Ce que disent les témoignages et la recherche scientifique sur l’ayahuasca
Depuis quelques années, les témoignages se multiplient. Certains racontent leur passage dans un centre retraite au Pérou, à Tarapoto ou à Cusco, ou relatent une cérémonie menée par un chaman du Santo Daime ou de l’União do Vegetal. Les expériences varient : certains décrivent une renaissance, la possibilité de revisiter des souvenirs douloureux pour en guérir. D’autres soulignent la nécessité d’un accompagnement professionnel en post-retraite, souvent confié à un psychologue dans un contexte plus occidental.

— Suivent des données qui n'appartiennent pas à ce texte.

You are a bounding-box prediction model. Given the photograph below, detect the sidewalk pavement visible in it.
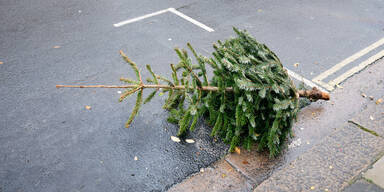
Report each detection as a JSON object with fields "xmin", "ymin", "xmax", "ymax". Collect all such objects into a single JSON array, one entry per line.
[{"xmin": 169, "ymin": 59, "xmax": 384, "ymax": 192}]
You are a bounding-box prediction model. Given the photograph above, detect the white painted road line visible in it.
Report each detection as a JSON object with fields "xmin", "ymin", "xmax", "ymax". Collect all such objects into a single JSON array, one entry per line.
[
  {"xmin": 168, "ymin": 8, "xmax": 215, "ymax": 32},
  {"xmin": 113, "ymin": 7, "xmax": 215, "ymax": 32},
  {"xmin": 312, "ymin": 38, "xmax": 384, "ymax": 83},
  {"xmin": 328, "ymin": 50, "xmax": 384, "ymax": 87},
  {"xmin": 113, "ymin": 9, "xmax": 169, "ymax": 27},
  {"xmin": 286, "ymin": 69, "xmax": 328, "ymax": 93}
]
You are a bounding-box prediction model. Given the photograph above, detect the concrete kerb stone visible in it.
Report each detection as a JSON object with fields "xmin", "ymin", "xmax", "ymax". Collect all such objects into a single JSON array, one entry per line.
[
  {"xmin": 255, "ymin": 124, "xmax": 384, "ymax": 191},
  {"xmin": 170, "ymin": 60, "xmax": 384, "ymax": 191}
]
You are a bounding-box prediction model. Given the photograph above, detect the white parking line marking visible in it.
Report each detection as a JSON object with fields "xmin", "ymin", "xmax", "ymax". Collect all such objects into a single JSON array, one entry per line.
[
  {"xmin": 169, "ymin": 8, "xmax": 215, "ymax": 32},
  {"xmin": 328, "ymin": 50, "xmax": 384, "ymax": 88},
  {"xmin": 113, "ymin": 7, "xmax": 215, "ymax": 32},
  {"xmin": 113, "ymin": 9, "xmax": 169, "ymax": 27},
  {"xmin": 312, "ymin": 38, "xmax": 384, "ymax": 83},
  {"xmin": 286, "ymin": 69, "xmax": 328, "ymax": 93}
]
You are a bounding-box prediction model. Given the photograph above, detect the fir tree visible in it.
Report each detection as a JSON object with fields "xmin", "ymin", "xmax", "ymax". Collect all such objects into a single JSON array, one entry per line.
[{"xmin": 57, "ymin": 28, "xmax": 329, "ymax": 157}]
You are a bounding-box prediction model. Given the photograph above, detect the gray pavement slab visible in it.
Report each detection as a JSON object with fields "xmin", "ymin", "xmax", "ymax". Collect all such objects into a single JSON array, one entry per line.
[
  {"xmin": 255, "ymin": 124, "xmax": 384, "ymax": 191},
  {"xmin": 344, "ymin": 179, "xmax": 384, "ymax": 192},
  {"xmin": 363, "ymin": 157, "xmax": 384, "ymax": 189},
  {"xmin": 168, "ymin": 160, "xmax": 253, "ymax": 192},
  {"xmin": 0, "ymin": 0, "xmax": 384, "ymax": 191}
]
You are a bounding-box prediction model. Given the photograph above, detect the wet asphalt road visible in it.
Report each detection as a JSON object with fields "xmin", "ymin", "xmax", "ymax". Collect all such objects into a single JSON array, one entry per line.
[{"xmin": 0, "ymin": 0, "xmax": 384, "ymax": 191}]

La recherche scientifique s’intéresse de près à l’ayahuasca. Au centre Takiwasi, fondé par Jacques Mabit à Tarapoto, des recherches mettent en avant des résultats encourageants pour l’accompagnement des addictions et du stress post-traumatique. Plusieurs publications spécialisées mentionnent des bénéfices sur la santé mentale, particulièrement grâce à la phase d’intégration post-retraite. Mais la prudence reste de mise : peu d’études s’étendent sur le long terme, les contextes culturels sont variés, et la législation en France ou en Europe bride les perspectives officielles.
Deux points ressortent des analyses récentes :
- Statut légal de l’ayahuasca : selon le pays, la légalité diffère. En France, le cadre est strict, ce qui confine la pratique à la marge et soulève la question de la sécurité des participants.
- Intégration psychologique : de nombreux professionnels insistent sur le besoin d’un suivi après la cérémonie, pour limiter les dérives et ancrer les bénéfices dans la durée.
À la croisée des mondes traditionnels et occidentaux, le dialogue avance avec prudence, porté par la science, la loi et les récits de ceux qui ont franchi le pas. L’ayahuasca, loin de toute caricature, continue de susciter fascination, débats et remises en question.